How tight jeans, laptop decrease male fertility - Expert
With the high prevalence of infertility amongst couples in the country, a fertility expert, Dr Arati Sohoni, has warned men against wearing tight jeans, under garments as well as working continuously with laptops on their laps.
She said such habits cause a rise in temperature and harm sperm production and count in men.
“You know the testes are placed in the scrotum, and not inside our body because they are at low body temperature. So if you wear tight jeans and other tight wears, then the temperature tends to rise and that can harm the sperm, and sperm production as well,” said Dr Sohoni at the fifth anniversary celebration of the Abuja branch of the Nordica Fertility Centre in Abuja.
“So we recommend not to wear tight jeans and undies especially for men. They should also avoid lifestyles like smoking, alcohol consumption, and other things that affect their sperm count,” she said.
Dr Sohoni said there was also a link between use of laptops and fertility especially in men working with the computer on their laps.
She said a particular study revealed that men’s use of laptops on their laps for more than one hour killed sperms because of the heat.

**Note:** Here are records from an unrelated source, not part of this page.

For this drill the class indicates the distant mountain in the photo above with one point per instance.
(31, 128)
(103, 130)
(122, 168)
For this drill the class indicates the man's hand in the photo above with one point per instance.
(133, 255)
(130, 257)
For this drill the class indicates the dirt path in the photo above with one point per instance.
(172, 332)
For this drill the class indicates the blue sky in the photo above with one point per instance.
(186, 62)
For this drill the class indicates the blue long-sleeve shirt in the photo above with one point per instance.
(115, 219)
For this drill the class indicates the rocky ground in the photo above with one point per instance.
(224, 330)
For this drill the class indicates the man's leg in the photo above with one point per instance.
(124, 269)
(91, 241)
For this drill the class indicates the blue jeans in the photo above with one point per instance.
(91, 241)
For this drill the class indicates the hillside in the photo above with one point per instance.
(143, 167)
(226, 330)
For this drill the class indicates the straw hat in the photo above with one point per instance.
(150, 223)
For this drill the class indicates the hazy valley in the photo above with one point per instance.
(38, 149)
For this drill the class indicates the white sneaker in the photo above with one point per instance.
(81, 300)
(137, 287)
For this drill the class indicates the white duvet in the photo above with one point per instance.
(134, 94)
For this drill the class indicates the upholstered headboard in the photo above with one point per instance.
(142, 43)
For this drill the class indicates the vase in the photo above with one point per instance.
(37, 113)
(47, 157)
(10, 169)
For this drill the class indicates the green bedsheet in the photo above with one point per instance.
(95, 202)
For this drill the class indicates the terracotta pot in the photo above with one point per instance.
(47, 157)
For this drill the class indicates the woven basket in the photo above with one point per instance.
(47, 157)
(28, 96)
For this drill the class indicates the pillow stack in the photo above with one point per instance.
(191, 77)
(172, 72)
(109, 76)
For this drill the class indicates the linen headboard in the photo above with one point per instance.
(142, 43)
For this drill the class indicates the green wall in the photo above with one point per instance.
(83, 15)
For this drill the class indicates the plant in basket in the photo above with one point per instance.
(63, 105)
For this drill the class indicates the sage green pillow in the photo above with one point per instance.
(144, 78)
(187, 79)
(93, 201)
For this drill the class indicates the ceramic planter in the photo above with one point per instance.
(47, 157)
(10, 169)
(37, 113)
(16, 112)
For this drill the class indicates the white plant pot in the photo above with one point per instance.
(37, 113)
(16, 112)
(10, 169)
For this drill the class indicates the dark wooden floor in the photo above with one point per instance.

The study checked and analysed the semen of the men after they used laptop on top of their laps for more than one hour, and found dead sperm inside, she said.
“So it does affect the sperm count. It also affects the fertility of women who work with laptops continuously on their laps because of ovulation, but the effect is more on men than women,” Sohoni added.
She said infertility was one of the greatest challenges couples faced in Nigeria and that the prevalence has become such that one in four couples experience delay in achieving conception.
The fertility expert advised couples to seek medical help as early as possible, adding that if the wife was more than 35 years old, couples should seek help if they were not able to achieve pregnancy within six months of their marriage.
Dr Sohoni said the Abuja branch has done more than 1000 Invitro fertilization (IVF) cycles and produced more than 500 IVF babies since inception.
She said that more than 2,500 babies have been produced in all the Nordica centres in Lagos, Asaba and Abuja since it was first established in Lagos in 2003.
She said some of the factors contributing to female infertility were pelvic infections, blocked tubes, fibroids and ovulation dysfunction, among others, while those contributing to male infertility were low sperm count, distended testis, infection and Sexually Transmitted Diseases in the past, among others.
Head of Business Development at Nordica, Olakunle Oyebanjo, said the hospital had the lowest rate of Ovarian Hyperstimulation Syndrome (OHSS), a complication which results from over stimulation of the ovaries with fertility medications and hormones.